Weather: Typical spring, whatever.
Well, apparently, the weather outside is amazing, with lush trees fully clothed in their greens and blooms as well as the light spring breeze cooling off heads. Coupled with a crystal-blue sky, it looks as if it beckons everyone to break the sky.
Within the space of five months and six days, I broke the sky. In fact, I’ve just finished my book (or at least, a workable draft of it which does not a lot of unwieldy grammar, I hope) yesterday, May 5, 2015. It seems that a breakthrough in my writing life is accompanied by an easily memorized date (first was 9/9/13, now it is 5/5/15). Looking back, it has been twenty months between these two dates!
If anyone has looked at the title, I’d bet you wondered why it is still a walk in “April Spring” when the date clearly states that it is already May 6, 2015 (or May 5, depending on which part of the planet you are living, anyway.)
I’ll be honest, I am currently extremely dumbfounded at the way things have unfolded around me, as well as certain facts that I need to digest. Leaving Turkey is the easiest part of it actually – not to mention that one week, you could be up there breaking the limits that the sky imposes…and fall extremely hard the following week!
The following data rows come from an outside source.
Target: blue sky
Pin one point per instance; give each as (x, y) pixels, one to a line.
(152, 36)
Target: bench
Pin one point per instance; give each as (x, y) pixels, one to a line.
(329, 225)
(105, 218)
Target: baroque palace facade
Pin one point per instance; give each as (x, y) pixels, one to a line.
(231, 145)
Life is never perfect and that is a fact, but hey, that kind of ride is as bumpy as hell!
Take today as an example: Besides this blog post, I have just written two or three articles for eSports Inquirer (and this does not include the crazy stuff that I write in my notebook, which ranges from the murkily dark to the extremely out-of-this-world…things.) And I’m doing all of these while at school (and on top of that, after just finishing a long, long text!)
The thing is, well, there is no throwing the towel now, because I can’t afford not to see my aspirations come to light. I am no stranger to strange territory, mass rejection and endless apathy – hell, I got all of them at one point in my life altogether, so I feel that I can withstand whatever setbacks and obstacles that may come my way this time around.
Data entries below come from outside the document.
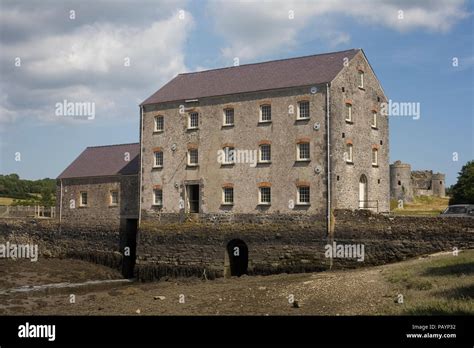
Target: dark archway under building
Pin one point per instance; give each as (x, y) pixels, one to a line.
(128, 246)
(236, 258)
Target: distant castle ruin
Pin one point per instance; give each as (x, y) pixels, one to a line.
(406, 184)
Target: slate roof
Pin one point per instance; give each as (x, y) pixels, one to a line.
(104, 161)
(284, 73)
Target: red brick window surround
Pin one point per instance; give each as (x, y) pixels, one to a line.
(193, 120)
(303, 110)
(264, 152)
(228, 116)
(349, 152)
(349, 118)
(303, 150)
(303, 195)
(264, 195)
(361, 78)
(265, 113)
(157, 196)
(228, 194)
(159, 124)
I really hope that I can do this, because right now, even though it may seem not too obvious to me, I feel that I have just stepped on another frontier.
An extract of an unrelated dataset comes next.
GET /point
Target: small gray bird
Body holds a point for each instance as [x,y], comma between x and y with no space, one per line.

It is not about winning per se (that is what sociopaths do anyway, as stated in “The Sociopath Next Door”); I’d like to believe it is about the things that I might learn along the way.
Damn, I just hope that I can hold on to my sanity as the bullet train goes full speed…and get my repairs ready when I derail along the way!
Spring seems to be a lie at times. The day that you expect awesome weather is actually laden with hail, snow and torrents at times.
But that is the nature of spring, I guess, hiding its wonderful colors under a gray-and-white blanket.
Then, summer maybe?
And summer is always great to have as an ally on one’s arsenal of tricks.
Spring is beautiful. But I want to see summer more because it is endless sun and light.
Because I am pretty sure that summer represents the zenith of everything.
I guess I just have to be patient and to deal with whatever twists life has to offer..and to make the best out of the time that remains for me here in this land some 16,000 kilometers away.
Maybe it is the end of a song that I wish that will never end.
But maybe it is also the start of another, better one.
Yeah, that is what I hope for.
And to answer the question why it is still an “April Spring”:
I am trapped in time at the moment. That is how it feels right now.
Welcome to real life, I guess!
The weather now does not burn my eyes or freeze my soul, unlike the past two days.
Maybe it is a sign of good things to come.
Yeah, summer appears after spring…
A great summer.
I guess I’ll just have to believe in it and work!